FeatureExample usage
Tensor Parallelism--tp-size 16
Data Parallelism--dp-size 16
Expert Parallelism--ep-size 16 \
--moe-a2a-backend ascend_fuseep
PD Disaggregation--disaggregation-mode prefill \
--disaggregation-transfer-backend ascend
Quantization--quantization modelslim
Chunked Prefillauto based on device memory, or set explicit value;
disable with --chunked-prefill-size -1; e.g. --chunked-prefill-size 94208
NPU Graphenabled by default; disable with --disable-cuda-graph;
control range via --cuda-graph-bs or --cuda-graph-max-bs; e.g. --cuda-graph-bs 1 2 4 8 16 20 24 26 27
Speculative Decoding--speculative-algorithm EAGLE3 \
--speculative-draft-model-path /path/to/draft-model-weights \
--speculative-num-steps 3 \
--speculative-eagle-topk 1 \
--speculative-num-draft-tokens 4 \
--speculative-draft-model-quantization unquant
Overlap Scheduleexport SGLANG_ENABLE_OVERLAP_PLAN_STREAM=1
DP LM Head--enable-dp-lm-head
Context Parallelism--enable-prefill-context-parallel \
--attn-cp-size 2 \
--moe-dp-size 2
The values in the Example usage column are for illustration only.
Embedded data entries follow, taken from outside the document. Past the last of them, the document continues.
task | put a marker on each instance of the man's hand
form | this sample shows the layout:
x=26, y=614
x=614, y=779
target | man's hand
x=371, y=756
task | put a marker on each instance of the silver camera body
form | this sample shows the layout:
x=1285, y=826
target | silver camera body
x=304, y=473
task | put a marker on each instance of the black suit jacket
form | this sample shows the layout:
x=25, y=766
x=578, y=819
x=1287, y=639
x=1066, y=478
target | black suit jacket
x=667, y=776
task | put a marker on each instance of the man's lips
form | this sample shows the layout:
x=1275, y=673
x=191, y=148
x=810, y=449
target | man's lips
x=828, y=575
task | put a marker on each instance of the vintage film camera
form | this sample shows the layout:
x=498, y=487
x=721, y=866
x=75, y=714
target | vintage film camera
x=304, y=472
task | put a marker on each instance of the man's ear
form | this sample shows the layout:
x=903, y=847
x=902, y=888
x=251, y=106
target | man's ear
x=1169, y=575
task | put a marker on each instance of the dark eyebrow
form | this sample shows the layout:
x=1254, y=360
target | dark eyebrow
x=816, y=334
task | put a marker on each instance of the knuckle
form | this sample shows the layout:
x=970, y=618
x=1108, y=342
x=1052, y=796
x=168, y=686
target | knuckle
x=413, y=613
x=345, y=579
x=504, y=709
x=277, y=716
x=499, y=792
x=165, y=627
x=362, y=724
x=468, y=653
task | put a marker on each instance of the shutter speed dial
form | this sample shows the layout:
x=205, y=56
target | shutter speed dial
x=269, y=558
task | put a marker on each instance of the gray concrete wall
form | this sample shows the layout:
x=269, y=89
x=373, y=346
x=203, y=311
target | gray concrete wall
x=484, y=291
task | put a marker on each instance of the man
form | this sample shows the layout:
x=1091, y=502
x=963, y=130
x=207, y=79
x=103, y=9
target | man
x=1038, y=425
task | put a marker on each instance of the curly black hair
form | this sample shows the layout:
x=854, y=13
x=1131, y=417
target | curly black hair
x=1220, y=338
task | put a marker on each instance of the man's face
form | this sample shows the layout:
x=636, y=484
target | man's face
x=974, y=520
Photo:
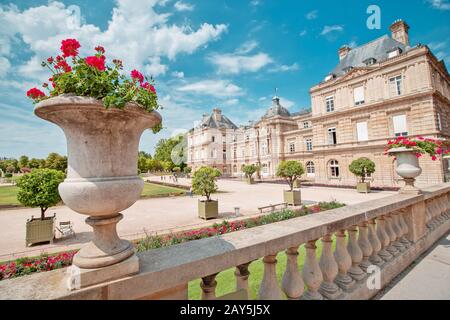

Adjust them according to your hardware, deployment mode, and workload. For parameter details, see Feature descriptions; for recommended configurations for each deployment scenario, see Best practices.
For feature compatibility and conflict information between features, see Feature Compatibility.

Prerequisites

Model weights

Before downloading model weights, check the model size to reserve enough disk space.
Ensure the available device memory exceeds the model weight size before deployment. For optimal throughput and latency, refer to the best practice configurations which may require additional nodes or cards. It is recommended to download the model weights to a shared directory across multiple nodes.

Installation

The Docker image requires at least 30 GB of free space. Ensure sufficient disk space before pulling images.
The dependencies required for the NPU runtime environment have been integrated into a Docker image and uploaded to the online platform. You can directly pull it. Both stable releases and daily builds are available. The following command is based on the stable release tag. For details, see Docker image versions.
Command
docker pull quay.io/ascend/sglang:v0.5.13.post1-cann9.0.0-a3

docker run -itd --shm-size=16g --name ${NAME} \
--privileged=true --net=host \
-v /var/queue_schedule:/var/queue_schedule \
-v /etc/ascend_install.info:/etc/ascend_install.info \
-v /usr/local/sbin:/usr/local/sbin \
-v /usr/local/Ascend/driver:/usr/local/Ascend/driver \
-v /usr/local/Ascend/firmware:/usr/local/Ascend/firmware \
--device=/dev/davinci0:/dev/davinci0  \
--device=/dev/davinci1:/dev/davinci1  \
--device=/dev/davinci2:/dev/davinci2  \
--device=/dev/davinci3:/dev/davinci3  \
--device=/dev/davinci4:/dev/davinci4  \
--device=/dev/davinci5:/dev/davinci5  \
--device=/dev/davinci6:/dev/davinci6  \
--device=/dev/davinci7:/dev/davinci7  \
--device=/dev/davinci8:/dev/davinci8  \
--device=/dev/davinci9:/dev/davinci9  \
--device=/dev/davinci10:/dev/davinci10  \
--device=/dev/davinci11:/dev/davinci11  \
--device=/dev/davinci12:/dev/davinci12  \
--device=/dev/davinci13:/dev/davinci13  \
--device=/dev/davinci14:/dev/davinci14  \
--device=/dev/davinci15:/dev/davinci15  \
--device=/dev/davinci_manager:/dev/davinci_manager \
--device=/dev/hisi_hdc:/dev/hisi_hdc \
--entrypoint=bash \
quay.io/ascend/sglang:v0.5.13.post1-cann9.0.0-a3
  • If the model weights have already been downloaded to a shared directory, use -v to mount the model path into the container, for example: -v /path/to/models:/models.
  • Replace ${NAME} with your own container name or remove --name to use default name.

Online service deployment

Single-node online deployment

Single-node deployment completes both prefill and decode within the same node (PD mixed mode), suitable for scenarios with limited hardware resources. This scenario is already covered in the best practice. For the complete, optimized deployment commands and benchmark data, see Qwen3-235B-A22B Best Practice — PD Mixed On A3.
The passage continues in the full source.